小狼は、モコナをファイに委ねると共に、二人を制して前に歩み出、問いかける。
「何故、おれを?」
「貴方が、明るかったから。」
彼女は、まっすぐと小狼の目を見つめて答える。
「貴方だけが『明るい』から、すぐ分かりました。」
「おれだけが?」
「はい!」
小狼は後ろを見ながら、彼女に尋ねる。
「じゃあ、この二人は…?」
「二人…?」
彼女は戸惑いの表情を見せる。
「真っ黒な塊が動いてるようにしか、私にはみえません。」
その答えに、3人は唖然とする。
彼女は、言葉を続ける。
「でも、貴方はひときわ光っているから、顔も姿も良くみえます。」
「おれ以外は…どうみえているんだ。この世界は。
まわりとか、この世界にいるひと とか。自分とか」
彼女は、掌を広げて自分の姿を確かめる。そして、小狼に問い返した。
「私、何かおかしいんでしょうか…。

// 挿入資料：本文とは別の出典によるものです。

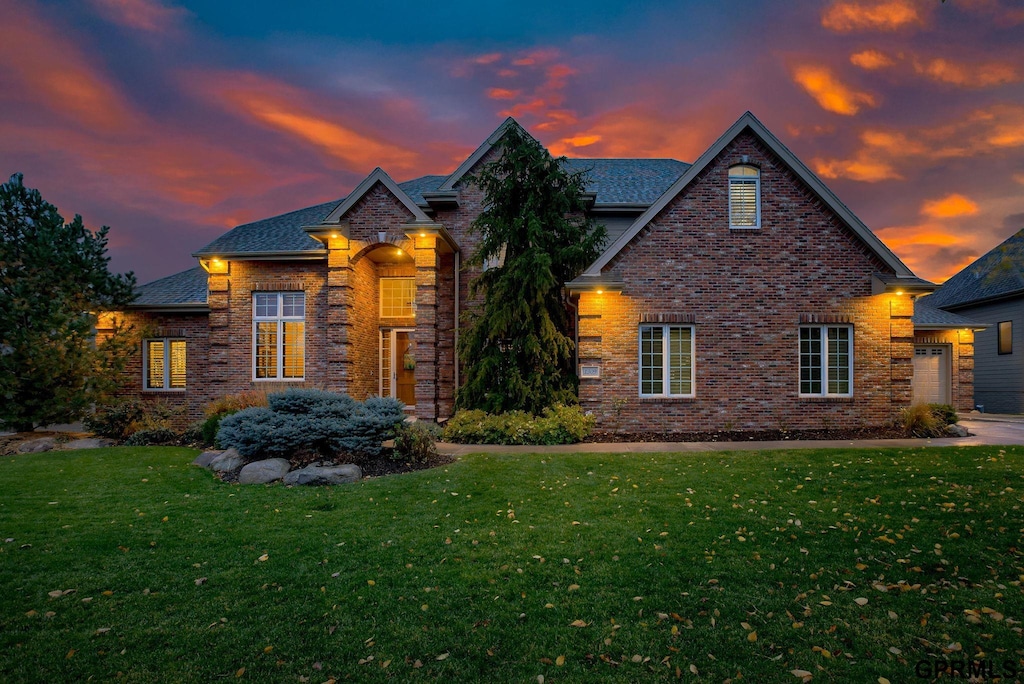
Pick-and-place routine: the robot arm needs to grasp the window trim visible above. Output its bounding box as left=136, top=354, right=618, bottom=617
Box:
left=995, top=320, right=1014, bottom=356
left=637, top=323, right=697, bottom=399
left=728, top=164, right=761, bottom=230
left=251, top=291, right=306, bottom=382
left=797, top=324, right=855, bottom=398
left=142, top=337, right=188, bottom=392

」
「いや、そうじゃない。」
小狼は、彼女に真意が伝わるよう、言葉を改める。
「これは、どうみえる?」
彼は、宙を舞う『もの』を指さす。宙を仰ぎ見た彼女は答えた。
「蝶々、ですが…。」
「小狼、君と同じものが見えているみたいだね、彼女には。」
ファイが呟く。彼女はびくり、と身震いする。
「な…何!?黒い塊から音が…」
「聞こえないのか」
「聞こえました!気持ちわるい音!」
どうやら、彼女の耳には、ファイ、黒鋼、そしてモコナの声はちゃんと聞こえないようだ。そして、彼女の声もまた、ファイたちにとって『人間の』声にはほど遠いものとして聞こえているらしい。
「どうぞお願いします!私を連れていってください!」
彼女は小狼に懇願する。が、
「どこへ?」
と、窮しながら小狼は答える。そもそも、小狼達はこの『裏』のニライカナイで何をし、どこに行くべきかの答えを持っていない。あるのは一つ、『凄く強く光っている』と小狼の目に映る場所があり、そこに行ってみたいと思う確証が持てない小狼の『カン』だけである。それでも、彼女は小狼に訴えかける。
「私も連れて行ってください!
ここのものならみんな知っています!
すべては貴方が導いてくださる、と!」
「しかし、何が起こるか分からないし、あそこに何があるのかもわからない。
危険なこともあるかもしれない。
何より…、君にとって見たくない場面を見ることになると思う。」
小狼が意図する言葉を介した黒鋼とファイは、それまで彼女に向けていた強い敵視の眼光をやや緩める。
「大丈夫です!どうぞ連れて行ってください!」
少女は、小狼の返答を、彼女の意を受け入れてくれたものと介し、この世界の陽光に負けないくらいの笑みを浮かべる。
「…わかった。
遅れないように気をつけてくれ。」
返答する小狼の言葉には、どこか影があった。
それは、この世界の『陽光』は、違う見方では『影の源』であり、彼の『五感』に基づく判断が必ずしも『正しい』わけではないことを認識したからでもあろう。
事実、ファイ、黒鋼、モコナは、三者三様の感慨を持って小狼の後ろ姿を見ていた。
隣で小狼に声かけながら歩く、ぼろ切れのような衣を纏ったおどろおどろしい『動く屍』の姿を見ながら…。